Albert was already walking toward the steps, but he paused, looking over his shoulder at both of them. “I never saw anything when I was here the last time, far as I remember. But maybe she’ll make a special appearance for you, Nolie.”

“Yay,” Nolie replied, wishing she felt something more than scared. A camera would’ve been nice, actually, but not so she could record whatever happened. So she could have something to hide behind. Looking at all of this through a lens would’ve made it feel like a TV show, not the scariest thing she’d ever done.

But as Albert began moving up the stairs, she made herself follow behind him, Bel taking up the rear.

•   •   •

“All for one, one for all,” Nolie said. “That’s from a book.”

Albert gave her what she was now beginning to think of as his signature scowl, his dark brows lowering over his eyes, corners of his mouth turning down so sharply it was almost funny.

“I know that,” he said. “That book is older than me.”

Shrugging, Nolie shoved her hands in her pockets. “Just keeping you on your toes.”

“Can all of your toes hurry up?” Bel said from behind Nolie. “The sooner this is over, the sooner we can get home.”

“Do you remember this bit?” Nolie asked as they wound their way up. “I mean, the fog felt all familiar. So, does this?” The stairs were so narrow her shoulder brushed the wall, and while heights had never really bugged her, she kept her eyes firmly on Albert’s shoulders, not the ever-increasing drop on her other side.

“Summat?” Albert replied, and Nolie guessed that was old-timey for “kinda.”

“It’s like . . . you know when you wake up from a dream, and for the first bit you’re awake, everything you dreamed is clear? But then you lie there, and it all starts to fade? That’s what my memory of this place is like.”

“It feels like a dream for me, too,” Bel said, and Nolie dared a glance behind her. Bel had paused a few steps back and was looking down toward the open door. More fog had slid in now, creeping along the floor, and Nolie had the uneasy feeling it was slithering after them.

“Okay, let’s get a move on,” she said, fighting the urge to start shoving Albert up the stairs.

They moved up and up until finally, just in front of one of the arches cut from the stone, the stairs stopped at the little platform.

And there, in the center, was the light.

Or what Nolie assumed was the light.

“This is it?” Nolie looked at the glass cylinder on the platform. It covered a pile of sticks and rags, and it didn’t seem like a light strong enough to push away magical fog, but then, it was clearly magic, too, so what did she know?

Taking the box of matches from Bel, Albert studied the lamp, but didn’t lift the glass.

“What is it?” Bel asked. She was still standing behind Nolie, closest to the edge of the platform.

Albert shook his head, his hair falling over his forehead. “Just . . . I got this far last time. I lit it. I remember that. And after . . .”

He didn’t have to say what had happened after. They all knew.

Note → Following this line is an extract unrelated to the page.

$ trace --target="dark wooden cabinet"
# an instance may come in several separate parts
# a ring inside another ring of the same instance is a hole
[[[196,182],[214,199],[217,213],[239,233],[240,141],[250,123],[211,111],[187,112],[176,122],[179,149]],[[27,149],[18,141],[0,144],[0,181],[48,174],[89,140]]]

“Do it,” Nolie said, looking out the window. There was nothing to see, nothing but gray. No water, no sky. Just this endless fog, and in that second, she didn’t care if they never got away from the island. If the light would get rid of the fog, that’s all that mattered. Anything but this never-ending mist.

Nodding, Albert reached out and lifted the glass.

Suddenly, a wind blew in through the window. It was less like a breeze and more like a solid thing hitting them, smelling like the ocean and old stone, and it was hard enough to make Nolie’s eyes water.

“What—” she started as she lifted a hand against it, but before she could say anything else, there was a cry from behind her.

The wind was still blowing as Nolie turned to see Bel fall off the ledge and down toward the stone floor below.